Tool to measure performance of an object store, running from a single machine.
We do not publish releases yet.
If you want to use this tool, perform the following actions:
- Use Java 21 or newer
- Clone the source Git repo
- Build the executable jar using
./gradlew clean :object-store-bench:quarkusBuild -Puber-jar
- Run the tool via
java -jar object-store-bench/build/object-store-bench-*-runner.jar -h
Benchmark behavior is controlled using a scripting language. It allows the following commands, similar to SQL.
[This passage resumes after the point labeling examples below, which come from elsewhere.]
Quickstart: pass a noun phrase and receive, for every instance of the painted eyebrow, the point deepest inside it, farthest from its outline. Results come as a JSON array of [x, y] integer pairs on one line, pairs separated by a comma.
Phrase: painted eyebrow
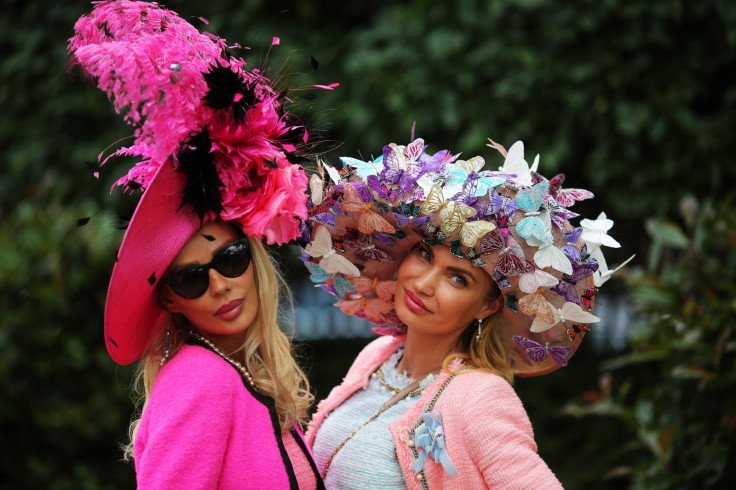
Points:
[[186, 265]]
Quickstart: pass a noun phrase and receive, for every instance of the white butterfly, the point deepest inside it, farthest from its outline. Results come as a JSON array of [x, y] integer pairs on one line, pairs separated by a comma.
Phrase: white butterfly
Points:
[[515, 164], [531, 281], [595, 232], [569, 312], [547, 255], [331, 261]]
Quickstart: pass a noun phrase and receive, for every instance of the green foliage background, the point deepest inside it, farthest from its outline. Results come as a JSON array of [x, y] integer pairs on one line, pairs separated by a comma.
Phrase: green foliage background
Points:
[[633, 99]]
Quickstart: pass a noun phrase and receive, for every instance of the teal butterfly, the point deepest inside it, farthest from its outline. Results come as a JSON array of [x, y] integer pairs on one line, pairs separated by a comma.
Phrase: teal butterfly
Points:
[[529, 201]]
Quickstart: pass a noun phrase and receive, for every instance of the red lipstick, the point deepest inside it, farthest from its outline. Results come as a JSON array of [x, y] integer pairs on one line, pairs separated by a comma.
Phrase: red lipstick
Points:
[[230, 310], [414, 303]]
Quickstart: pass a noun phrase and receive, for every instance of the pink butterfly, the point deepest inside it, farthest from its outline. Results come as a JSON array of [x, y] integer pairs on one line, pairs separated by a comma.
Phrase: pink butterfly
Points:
[[368, 220]]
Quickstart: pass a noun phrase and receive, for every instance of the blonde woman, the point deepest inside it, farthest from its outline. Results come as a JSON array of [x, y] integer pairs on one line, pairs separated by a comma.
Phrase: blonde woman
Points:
[[193, 295], [473, 277]]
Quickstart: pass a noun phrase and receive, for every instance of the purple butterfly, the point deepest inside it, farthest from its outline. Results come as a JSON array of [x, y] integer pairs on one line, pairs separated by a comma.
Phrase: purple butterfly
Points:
[[325, 218], [538, 352], [500, 279], [566, 286]]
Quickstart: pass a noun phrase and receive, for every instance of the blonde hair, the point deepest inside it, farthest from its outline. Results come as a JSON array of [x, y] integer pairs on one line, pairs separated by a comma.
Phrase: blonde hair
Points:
[[267, 350], [488, 355]]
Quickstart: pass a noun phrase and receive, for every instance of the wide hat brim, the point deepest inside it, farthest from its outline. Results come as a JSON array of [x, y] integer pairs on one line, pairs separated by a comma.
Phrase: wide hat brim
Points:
[[158, 230]]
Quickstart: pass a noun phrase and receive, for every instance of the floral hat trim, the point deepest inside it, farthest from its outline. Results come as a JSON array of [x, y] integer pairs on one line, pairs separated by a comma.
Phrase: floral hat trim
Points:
[[220, 119], [512, 222]]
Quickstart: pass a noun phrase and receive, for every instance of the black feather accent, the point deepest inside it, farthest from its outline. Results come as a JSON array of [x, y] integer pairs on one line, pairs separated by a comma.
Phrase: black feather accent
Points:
[[228, 90], [93, 167], [202, 189]]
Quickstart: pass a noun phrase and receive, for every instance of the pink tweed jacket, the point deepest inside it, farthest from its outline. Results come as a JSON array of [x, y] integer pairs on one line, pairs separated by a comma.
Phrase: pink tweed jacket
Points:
[[202, 428], [487, 433]]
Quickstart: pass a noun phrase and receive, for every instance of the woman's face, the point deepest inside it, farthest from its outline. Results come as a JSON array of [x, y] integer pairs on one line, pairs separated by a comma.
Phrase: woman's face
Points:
[[440, 294], [230, 304]]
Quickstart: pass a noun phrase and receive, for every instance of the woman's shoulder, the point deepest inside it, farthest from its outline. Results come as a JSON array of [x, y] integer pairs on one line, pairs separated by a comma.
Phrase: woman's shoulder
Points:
[[200, 370]]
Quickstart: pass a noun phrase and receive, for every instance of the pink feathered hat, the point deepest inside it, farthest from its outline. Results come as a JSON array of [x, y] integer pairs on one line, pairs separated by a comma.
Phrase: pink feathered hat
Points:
[[213, 140], [513, 223]]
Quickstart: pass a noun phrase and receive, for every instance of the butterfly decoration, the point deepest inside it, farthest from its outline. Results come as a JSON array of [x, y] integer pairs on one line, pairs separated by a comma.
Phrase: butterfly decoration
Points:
[[536, 305], [383, 289], [366, 250], [463, 170], [558, 215], [371, 309], [381, 188], [501, 280], [327, 218], [330, 260], [529, 201], [569, 312], [571, 249], [512, 303], [566, 286], [501, 205], [514, 164], [450, 214], [316, 186], [531, 281], [586, 299], [434, 236], [364, 169], [573, 331], [408, 215], [400, 164], [368, 220], [475, 257], [548, 255], [538, 352], [338, 242], [566, 197], [316, 273], [511, 259], [342, 286]]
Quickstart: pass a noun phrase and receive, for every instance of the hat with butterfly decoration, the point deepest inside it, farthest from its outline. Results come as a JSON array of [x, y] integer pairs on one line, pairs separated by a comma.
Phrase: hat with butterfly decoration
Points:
[[212, 140], [513, 223]]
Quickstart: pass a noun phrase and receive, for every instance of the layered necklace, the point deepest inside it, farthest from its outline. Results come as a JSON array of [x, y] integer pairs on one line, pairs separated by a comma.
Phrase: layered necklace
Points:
[[217, 351]]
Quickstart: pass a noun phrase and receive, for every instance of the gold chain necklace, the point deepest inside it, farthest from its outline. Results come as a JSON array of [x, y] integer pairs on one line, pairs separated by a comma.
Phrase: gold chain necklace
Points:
[[217, 351]]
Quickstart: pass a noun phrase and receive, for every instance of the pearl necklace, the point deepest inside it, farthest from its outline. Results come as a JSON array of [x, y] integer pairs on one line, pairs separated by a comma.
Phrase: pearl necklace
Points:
[[236, 364]]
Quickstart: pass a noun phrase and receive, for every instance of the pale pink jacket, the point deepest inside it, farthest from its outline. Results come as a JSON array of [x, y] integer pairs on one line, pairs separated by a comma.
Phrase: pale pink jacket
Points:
[[488, 435], [202, 429]]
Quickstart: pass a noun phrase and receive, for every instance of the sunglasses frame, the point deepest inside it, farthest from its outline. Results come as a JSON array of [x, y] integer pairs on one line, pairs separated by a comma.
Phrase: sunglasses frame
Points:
[[205, 268]]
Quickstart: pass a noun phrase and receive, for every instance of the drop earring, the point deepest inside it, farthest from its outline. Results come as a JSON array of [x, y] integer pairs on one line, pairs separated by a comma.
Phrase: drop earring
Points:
[[167, 347]]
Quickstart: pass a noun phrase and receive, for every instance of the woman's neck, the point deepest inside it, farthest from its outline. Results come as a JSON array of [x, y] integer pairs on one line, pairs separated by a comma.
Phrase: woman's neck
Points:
[[423, 354]]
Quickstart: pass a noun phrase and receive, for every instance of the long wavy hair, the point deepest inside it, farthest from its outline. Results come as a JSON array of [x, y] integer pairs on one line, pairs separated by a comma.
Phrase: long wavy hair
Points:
[[487, 355], [267, 350]]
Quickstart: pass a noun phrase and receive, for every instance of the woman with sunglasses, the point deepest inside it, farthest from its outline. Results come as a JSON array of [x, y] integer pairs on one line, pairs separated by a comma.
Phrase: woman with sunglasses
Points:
[[440, 260], [194, 295]]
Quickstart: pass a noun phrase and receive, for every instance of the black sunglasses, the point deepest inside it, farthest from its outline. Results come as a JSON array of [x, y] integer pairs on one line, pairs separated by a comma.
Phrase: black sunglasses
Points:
[[192, 282]]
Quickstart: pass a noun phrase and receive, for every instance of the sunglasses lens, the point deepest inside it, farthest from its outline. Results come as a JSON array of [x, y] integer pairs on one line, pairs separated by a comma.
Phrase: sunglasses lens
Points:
[[234, 260], [190, 283]]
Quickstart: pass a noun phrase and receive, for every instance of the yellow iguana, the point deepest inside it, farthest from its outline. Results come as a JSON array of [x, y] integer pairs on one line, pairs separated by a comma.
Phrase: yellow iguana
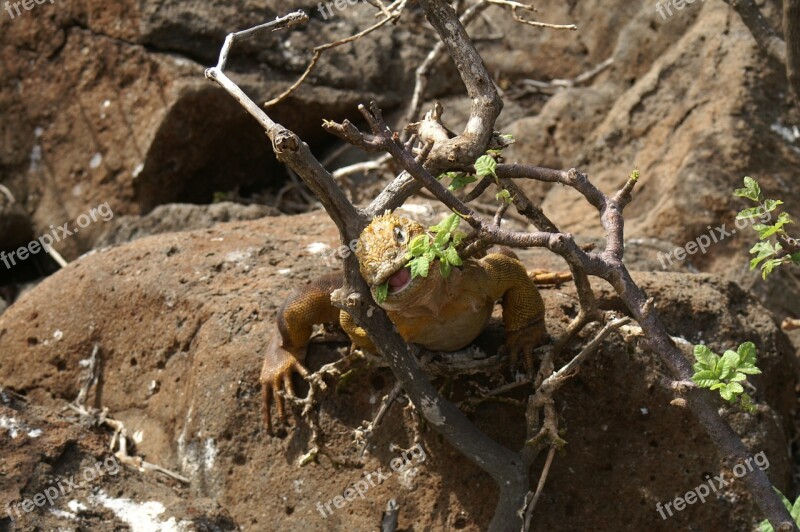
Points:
[[439, 314]]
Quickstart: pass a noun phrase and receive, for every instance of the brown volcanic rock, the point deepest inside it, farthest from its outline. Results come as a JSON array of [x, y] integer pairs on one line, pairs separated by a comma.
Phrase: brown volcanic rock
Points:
[[182, 321]]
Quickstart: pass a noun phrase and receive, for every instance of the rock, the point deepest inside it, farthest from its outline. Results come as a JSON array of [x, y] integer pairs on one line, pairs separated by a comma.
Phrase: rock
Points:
[[182, 319], [109, 104], [177, 217]]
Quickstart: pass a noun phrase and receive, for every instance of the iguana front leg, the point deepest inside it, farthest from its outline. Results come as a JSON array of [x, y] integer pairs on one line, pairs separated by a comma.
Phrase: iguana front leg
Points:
[[286, 352], [523, 308]]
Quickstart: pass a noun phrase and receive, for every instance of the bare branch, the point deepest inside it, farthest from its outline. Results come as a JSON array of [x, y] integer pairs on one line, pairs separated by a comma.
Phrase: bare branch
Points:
[[392, 16], [766, 37], [791, 34]]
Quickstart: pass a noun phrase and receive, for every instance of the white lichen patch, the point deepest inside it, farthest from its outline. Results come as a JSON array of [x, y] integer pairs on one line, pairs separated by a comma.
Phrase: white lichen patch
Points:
[[315, 248], [140, 517], [15, 428], [789, 134], [210, 452]]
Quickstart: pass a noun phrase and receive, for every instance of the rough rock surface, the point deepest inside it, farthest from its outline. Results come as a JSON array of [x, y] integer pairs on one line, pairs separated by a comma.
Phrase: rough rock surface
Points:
[[189, 388], [106, 102]]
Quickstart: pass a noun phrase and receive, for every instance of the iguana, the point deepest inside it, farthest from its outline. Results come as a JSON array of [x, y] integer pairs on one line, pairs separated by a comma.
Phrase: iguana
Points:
[[439, 314]]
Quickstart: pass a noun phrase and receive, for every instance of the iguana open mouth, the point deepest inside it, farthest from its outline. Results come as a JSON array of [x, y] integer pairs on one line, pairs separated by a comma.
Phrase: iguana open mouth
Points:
[[399, 280]]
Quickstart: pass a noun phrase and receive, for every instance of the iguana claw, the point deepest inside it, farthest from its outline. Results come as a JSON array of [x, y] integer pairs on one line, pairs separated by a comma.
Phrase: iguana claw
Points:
[[276, 377], [523, 342]]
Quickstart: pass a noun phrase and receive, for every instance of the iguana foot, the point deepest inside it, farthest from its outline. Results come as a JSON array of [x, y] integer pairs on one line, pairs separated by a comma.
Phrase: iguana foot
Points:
[[276, 377], [522, 342]]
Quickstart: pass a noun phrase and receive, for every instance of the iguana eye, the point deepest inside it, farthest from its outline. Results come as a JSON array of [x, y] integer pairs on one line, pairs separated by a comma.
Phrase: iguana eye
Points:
[[400, 234]]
Multiple statements are separated using a semicolon (;
). Multi-line comments (/* ... */
) and single-line
comments (// ...
or # ...
or the SQL-like -- ...
) are supported.
// Create 100 objects of size 2 MB, but no more than 5 concurrent PUT operations
PUT
100 OBJECTS
MAX 5 CONCURRENT
OF SIZE 2 MB;
// With high rates (way higher than in this example, hundreds or thousands of
// requests per second), it is best practice to add a warmup statement. This
// allows the JVM and the client connection pool to warm up so that the actual
// benchmark results are not skewed, because histograms need quite some time to
// "fade out" the high request durations of the initial requests.
GET
5 OBJECTS
AT RATE 10 PER SECOND
WARMUP 20 SECONDS
RUNTIME 30 SECONDS;
// Run GET operations across 5 of the previously created objects at the rate of
// 10 operations per second, runs for 1 minute.
GET
5 OBJECTS
AT RATE 10 PER SECOND
RUNTIME 1 MINUTE;
// Delete all previously created objects.
DELETE;
The same script can be written as a 3-line script, ...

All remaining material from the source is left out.